Unfortunately, coupled with the second wave of Covid-19 and the prevalence of diabetes in India, the number of cases of black fungus in India has skyrocketed to 31,216 as of June 11. COVID-19 patients are especially vulnerable to this due to their impaired respiratory function and their being on medication for health problems which impairs their natural immunity to environmental pathogens. Some cases are so severe that they require immediate surgery.

Additionally, it has been found that COVID-19 makes the immune system vulnerable to Black Fungus. Since the COVID-19 pandemic began, there has been a dramatic rise in black fungus cases. Steroid treatments for COVID-19 may suppress the body’s immune response, contributing to increased mucormycosis infection rates. Moreover, oxygen support for people with severe COVID-19 dries the nasal cavity and further increases the risk of infection, making patients of COVID-19 most vulnerable. Hence, it can be said that one of the contributing factors of the black fungus epidemic is COVID-19 itself.

The black fungus outbreak in India has pushed Indian citizens to fear and panic. This has come with the revelation that the high mortality rate of mucormycetes can lead to blindness without immediate medical attention and once the brain is affected, the mortality rate rises to 80%. In conjunction with the growing fears on mucormycetes, India has been in short supply of the drug Liposomal Amphotericin-B, which is used to treat black fungus cases. States in India are now in for a tight scramble for the shortage of the drug.

Curing Black Fungus 

The development of effective treatment methods is ramping up in order to stem the tide of black fungus cases.

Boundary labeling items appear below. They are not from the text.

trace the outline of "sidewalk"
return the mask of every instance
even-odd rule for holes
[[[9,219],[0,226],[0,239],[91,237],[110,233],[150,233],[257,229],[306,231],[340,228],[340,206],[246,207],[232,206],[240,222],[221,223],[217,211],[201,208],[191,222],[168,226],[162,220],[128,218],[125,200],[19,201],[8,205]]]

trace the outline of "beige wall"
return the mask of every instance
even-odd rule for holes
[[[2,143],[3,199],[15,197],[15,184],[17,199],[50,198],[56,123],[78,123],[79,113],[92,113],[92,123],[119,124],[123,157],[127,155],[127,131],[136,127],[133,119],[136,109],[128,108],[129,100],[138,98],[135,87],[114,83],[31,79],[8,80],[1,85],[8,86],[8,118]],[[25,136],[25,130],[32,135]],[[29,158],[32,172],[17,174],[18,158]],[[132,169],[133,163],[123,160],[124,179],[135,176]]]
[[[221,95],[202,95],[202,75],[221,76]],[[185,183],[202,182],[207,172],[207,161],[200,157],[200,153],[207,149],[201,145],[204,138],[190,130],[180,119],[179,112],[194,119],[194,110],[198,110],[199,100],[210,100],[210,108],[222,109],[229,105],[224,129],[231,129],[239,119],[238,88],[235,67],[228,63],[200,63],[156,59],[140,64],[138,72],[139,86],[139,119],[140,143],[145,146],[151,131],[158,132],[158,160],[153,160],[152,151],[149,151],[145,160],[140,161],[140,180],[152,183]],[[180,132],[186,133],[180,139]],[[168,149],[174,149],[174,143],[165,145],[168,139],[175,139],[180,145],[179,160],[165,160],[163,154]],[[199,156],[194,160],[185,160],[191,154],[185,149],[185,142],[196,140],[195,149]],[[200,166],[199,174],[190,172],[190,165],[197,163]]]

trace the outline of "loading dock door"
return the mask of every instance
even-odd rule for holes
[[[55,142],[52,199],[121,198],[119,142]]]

Methylene blue is an antimalarial drug with antifungal activity as it has the mechanism of redox reduction in mitochondria- the bacteria cell’s powerhouse. Thus, it effectively breaks down the Black Fungus- a few drops in a humidifier which filters oxygen can control contamination, including mucormycosis, found in oxygen. It is a viable option for India as it is inexpensive and doctors believe that methylene blue cannot reach the lungs and cause harmful side effects to patients.

On June 10th 2021, Indian pharmaceutical company ‘Mankind Pharma’ launched a Posaconazole Gastro resistance drug- “Posaforce 100”, meant to treat the Black Fungus. This antifungal drug is approved by the Drugs Controller General of India (DCGI) as various studies have found it to be a safer and effective drug to treat mucormycosis. The drug’s recent launch means not much is known of how it treats Black Fungus patients.  


Overall, the Black Fungus epidemic is a scary development in India, especially taking into consideration its effects and India’s healthcare infrastructure. At this point in time, we can only watch how Modi’s government is dealing with the crisis, considering they basically have their hands tied–already handling political instability from the recent wave of protests regarding sexual violence in the country and just surpassing the highest number of deaths from COVID-19 in a day. Considering all these factors, the Indian government has a lot on its plate. We can only hope that the situation in India improves.